La modification du contrat de travail
L’employeur peut-il apporter des modifications au contrat de travail sans l’accord du salarié ?
Non, toute modification du contrat de travail requiert le consentement du salarié. L’employeur agit de manière incorrecte s’il impose unilatéralement une modification du contrat de travail. Dans cette situation, le salarié peut saisir le Conseil de prud’hommes afin de :
- rétablir ses anciennes conditions de travail ;
- ou constater que l’employeur a commis une violation manifeste de ses droits, également appelée voie de fait. En conséquence, le salarié peut prendre acte de la rupture de son contrat de travail ou demander la résiliation judiciaire de son contrat afin de bénéficier des effets d’un licenciement sans cause réelle et sérieuse.
Il est important de noter que l’acceptation d’une modification du contrat de travail doit être formalisée par la signature d’un avenant au contrat. La simple poursuite du travail par le salarié selon les nouvelles conditions n’est pas suffisante (Cour de cassation, chambre sociale, 16 novembre 2005, pourvoi n° 03-47560).
Le délai de réflexion du salarié
L’employeur qui envisage de modifier le contrat de travail du salarié est tenu de lui accorder un délai de réflexion, dont la durée dépend des circonstances suivantes :
- Lorsque la modification du contrat est justifiée par des raisons économiques (détérioration de la conjoncture économique, baisse persistante du chiffre d’affaires, etc.), l’employeur doit informer le salarié par lettre recommandée avec accusé de réception, en lui précisant qu’il dispose d’un délai d’un mois pour exprimer sa décision (article L. 1222-6 du Code du travail). Au-delà de ce délai, le salarié sera présumé avoir accepté la modification.
- Lorsque la modification du contrat a une cause autre qu’économique (sanction disciplinaire, réorganisation de l’entreprise, etc.), l’employeur doit accorder au salarié un délai raisonnable, évalué en fonction des circonstances.
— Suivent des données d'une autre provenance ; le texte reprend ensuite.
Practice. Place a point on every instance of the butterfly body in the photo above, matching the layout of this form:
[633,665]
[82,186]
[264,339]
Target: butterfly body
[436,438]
Si l’employeur ne respecte pas le délai de réflexion, la modification du contrat sera considérée comme nulle.
Si le salarié refuse ?
L’employeur a deux options. Il peut choisir de renoncer à modifier le contrat de travail. Cependant, il a également la possibilité de procéder au licenciement du salarié. Dans ce cas, le licenciement doit être fondé sur le motif à l’origine de la modification refusée, et l’employeur doit suivre la procédure correspondante. Par exemple, si le salarié refuse une mutation de lieu de travail motivée par la fermeture de son site d’origine, l’employeur devra entamer un licenciement pour motif économique.
Les modifications des conditions de travail
L’employeur a-t-il le droit de modifier librement les conditions de travail ?
Oui. L’employeur a le pouvoir, dans le cadre de son pouvoir de direction, d’imposer des changements aux conditions de travail du salarié. Le salarié ne peut s’y opposer que s’il prouve qu’ils portent une atteinte excessive à ses droits, notamment en ce qui concerne sa vie personnelle et familiale, son droit au repos, ou s’ils sont motivés par des discriminations ou visent à lui nuire (Cour de cassation, chambre sociale, 12 mars 2002, pourvoi n° 99-46034, et Cour de cassation, chambre sociale, 3 novembre 2011, n°10-14.702).
Quelles sont les conséquences en cas de refus du salarié ?
Le refus du salarié de se conformer à un changement des conditions de travail constitue une faute professionnelle que l’employeur peut sanctionner. En cas de faits justifiant une telle décision, l’employeur peut aller jusqu’au licenciement pour faute grave, sans préavis ni indemnités.
Le cas particulier des salariés protégés
Les salariés protégés ont une spécificité : leur accord est toujours nécessaire, même pour une simple modification de leurs conditions de travail.
En cas de refus, l’employeur doit choisir entre maintenir le salarié dans ses conditions de travail actuelles ou engager la procédure de licenciement du salarié protégé, laquelle nécessite l’accord préalable de l’inspecteur du travail.